I waded to the ledge. While I waited for Dr. Wu to climb out of the river, I noticed deep marks etched into the limestone, maybe a foot beneath the surface. I realized the river had carved them over a long period of time. That meant the water level had risen recently. Was it because of the rain? Or was it something else?
"I know it's a big deal." Emily squeezed her shirt, wringing water out of the fabric. "But doesn't uranium exist all over the world?"
"Not this type of uranium and not in these quantities," Beverly replied. "Believe me, I know. I had to study this subject pretty intensively during my military days. All natural uranium contains the same isotopic ratio. A little over ninety-nine percent is uranium-238. Uranium-235 is a little less than one-percent. And a very small fraction, less than a hundredth of a percent, consists of uranium-234."
"Come on," Tum said. "It can't all be the same."

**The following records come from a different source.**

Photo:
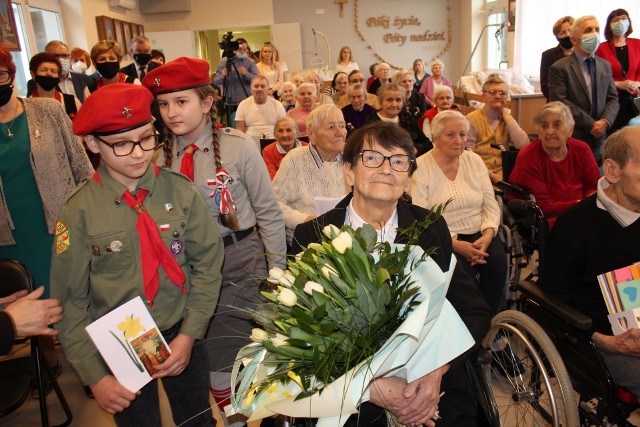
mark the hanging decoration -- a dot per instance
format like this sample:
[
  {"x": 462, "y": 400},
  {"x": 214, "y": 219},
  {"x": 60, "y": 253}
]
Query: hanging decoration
[{"x": 403, "y": 34}]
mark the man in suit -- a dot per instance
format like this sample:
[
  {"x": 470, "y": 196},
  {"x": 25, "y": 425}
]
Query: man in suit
[
  {"x": 142, "y": 64},
  {"x": 583, "y": 82},
  {"x": 70, "y": 83}
]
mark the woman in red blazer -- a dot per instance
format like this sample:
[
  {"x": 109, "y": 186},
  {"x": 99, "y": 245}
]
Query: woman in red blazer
[{"x": 623, "y": 53}]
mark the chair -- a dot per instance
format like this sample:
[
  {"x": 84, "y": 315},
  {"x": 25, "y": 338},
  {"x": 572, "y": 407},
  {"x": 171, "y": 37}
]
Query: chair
[{"x": 17, "y": 375}]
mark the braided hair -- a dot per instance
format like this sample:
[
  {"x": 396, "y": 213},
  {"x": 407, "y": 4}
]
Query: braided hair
[{"x": 229, "y": 219}]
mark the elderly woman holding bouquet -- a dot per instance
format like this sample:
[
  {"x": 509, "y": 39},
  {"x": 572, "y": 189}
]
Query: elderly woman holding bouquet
[{"x": 379, "y": 160}]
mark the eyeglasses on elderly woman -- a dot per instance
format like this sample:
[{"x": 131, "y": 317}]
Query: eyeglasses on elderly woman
[{"x": 374, "y": 159}]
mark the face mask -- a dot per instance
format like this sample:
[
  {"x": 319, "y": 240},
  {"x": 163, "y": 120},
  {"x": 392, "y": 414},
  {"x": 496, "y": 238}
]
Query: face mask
[
  {"x": 620, "y": 28},
  {"x": 108, "y": 70},
  {"x": 79, "y": 67},
  {"x": 46, "y": 82},
  {"x": 5, "y": 93},
  {"x": 565, "y": 42},
  {"x": 589, "y": 42},
  {"x": 142, "y": 58},
  {"x": 66, "y": 66}
]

"Actually, it is, at least in nature. Most cosmochemists think it's because our solar system's natural uranium ore was formed at the same time. It's been decaying at a uniform rate since then." She paused. "Uranium-235 is fissile. Millions of years ago, natural ore contained enough of it to sustain a fission chain reaction. But that's no longer the case."
"Why not?"
"Because uranium-235 decays much faster than uranium-238. So, it's gradually become a smaller part of natural ore. That's why nuclear weapons programs require uranium enrichment." She studied her spectrometer. "The uranium deposits appear to be heavily concentrated, representing about thirty-five percent of the material I sampled from under the two domes. My initial readings suggest a little more than twenty-four percent of the two deposits consists of uranium-235."
"Damn." Graham shook his head. "How'd it get that way?"
"If my extrasolar meteor theory is correct, then the uranium originated from outside the solar system. So, it could've been formed much later than Earth's natural ore. Also, the large presence of curium-247 could be a factor. Over time, curium-247 decays to uranium-235."
I climbed out of the river and turned around to study the two domes. "They must be putting out tons of radiation. We're hundreds of feet underground. Plus, gold acts as a radiation shield. And yet there was still enough radiation to affect Rigoberta and Pacho in just two weeks."
The others edged away from the domes.
"It might not have killed them though." Graham glanced at Dr. Wu. "Didn't you say Rigoberta overexerted herself?"
The doc nodded. "I'm nearly certain she was sick prior to coming here."
"There you go." Graham turned to face the rest of us. "Plus, it didn't kill the Xibalbans. They lived here long enough to build a small city."
"Yeah, but it could've introduced mutations into their population," I replied. "That would explain their unusual bones. That's probably how that strange cat — the nagual — came into existence too. Its ancestors started out as normal jaguars and evolved into something else."